Photo by Chris Brignola from Unsplash
The San Francisco Bay Area took a significant hit from the pandemic, with most economic indicators projecting a negative near-term outlook for the city. The closure of offices and the rise of remote work culture led by the tech sector resulted in a mass exodus of companies and residents alike.
Major cities, such as San Francisco and San Jose, were among the first ones to experience the effects of remote work and ongoing relocations. According to a report detailing San Francisco’s financial plan for the next five years, office activities accounted for roughly 75% of the city’s GDP before the pandemic, and nearly half of the employees working in the city commuted from outside the city.
The impacts of heightened relocations also became apparent in San Francisco’s multifamily market, as average asking rents fell by more than 25% from November 2019 to November 2020, the largest drop recorded in any large city across the U.S., according to the city’s five-year financial plan.

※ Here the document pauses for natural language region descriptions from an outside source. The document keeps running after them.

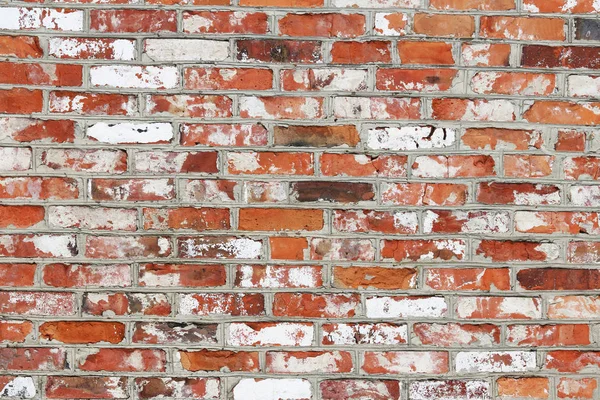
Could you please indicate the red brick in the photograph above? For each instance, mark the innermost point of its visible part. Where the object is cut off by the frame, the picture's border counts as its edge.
(85, 160)
(517, 193)
(570, 141)
(548, 335)
(361, 52)
(131, 20)
(99, 304)
(572, 388)
(41, 74)
(278, 276)
(122, 360)
(20, 101)
(506, 251)
(327, 25)
(444, 25)
(420, 80)
(149, 388)
(127, 246)
(228, 78)
(518, 388)
(572, 361)
(132, 189)
(20, 47)
(417, 194)
(528, 166)
(434, 53)
(225, 22)
(375, 221)
(270, 219)
(287, 248)
(75, 332)
(198, 219)
(315, 305)
(33, 359)
(279, 51)
(404, 362)
(416, 250)
(32, 130)
(486, 54)
(211, 360)
(293, 362)
(486, 279)
(195, 106)
(522, 28)
(184, 275)
(453, 334)
(91, 103)
(374, 277)
(38, 303)
(15, 331)
(61, 387)
(84, 275)
(355, 389)
(538, 56)
(223, 135)
(233, 304)
(393, 166)
(20, 216)
(261, 163)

The most significant decline in rents was registered in areas where tech workers used to live.
Recovery on the Horizon for the SF Bay Area
However, nearly two years after the coronavirus outbreak, the San Francisco Bay Area’s urban centers are beginning to come back to life, as major tech employers, such as Google and Facebook, are reigniting offices through in-person and hybrid work schedules. The return of office workers to the urban centers is also a catalyst for the region’s housing market.
San Francisco’s multifamily vacancy rate stood at 6.3% at the end of the first quarter, down 230 basis points on a year-over-year basis, according to a Marcus & Millichap report. This is the lowest vacancy rate recorded since early 2020, while absorptions hit 9,000 units during the past four quarters.
San Jose also recorded strong gains in the first quarter of 2022 as tech workers returned to the city. Every submarket in the metro experienced vacancy contractions of at least 100 basis points over the past four quarters ending in March. Additionally, every submarket entered April with a vacancy rate below 4%, Marcus & Millichap research revealed.
Tech employers are fast occupying empty units in the Mountain View-Palo Alto-Los Altos and North Sunnyvale submarkets. However, supply pressures in the Mountain View-Palo Alto-Los Altos submarket might slow down the momentum—the submarket will lead deliveries this year with more than 1,400 units, Marcus & Millichap data highlighted.
Rent Growth Is Still Behind National Trends
Despite notable growth across the Bay Area, San Jose and San Francisco are the only markets with rent growth still lagging behind pre-pandemic highs, according to a CBRE report. The firm’s first-quarter multifamily report found that rents in San Jose were 6.2% behind pre-COVID-19 rates, while in San Francisco, rates remained 10.2% below pre-pandemic highs.
Nonetheless, both cities posted significant year-over-year growth: Rents in San Francisco and San Jose were up 13.3% and 14.1% at the end of the first quarter, signaling that recovery is on the horizon in the Bay Area, despite being behind national trends.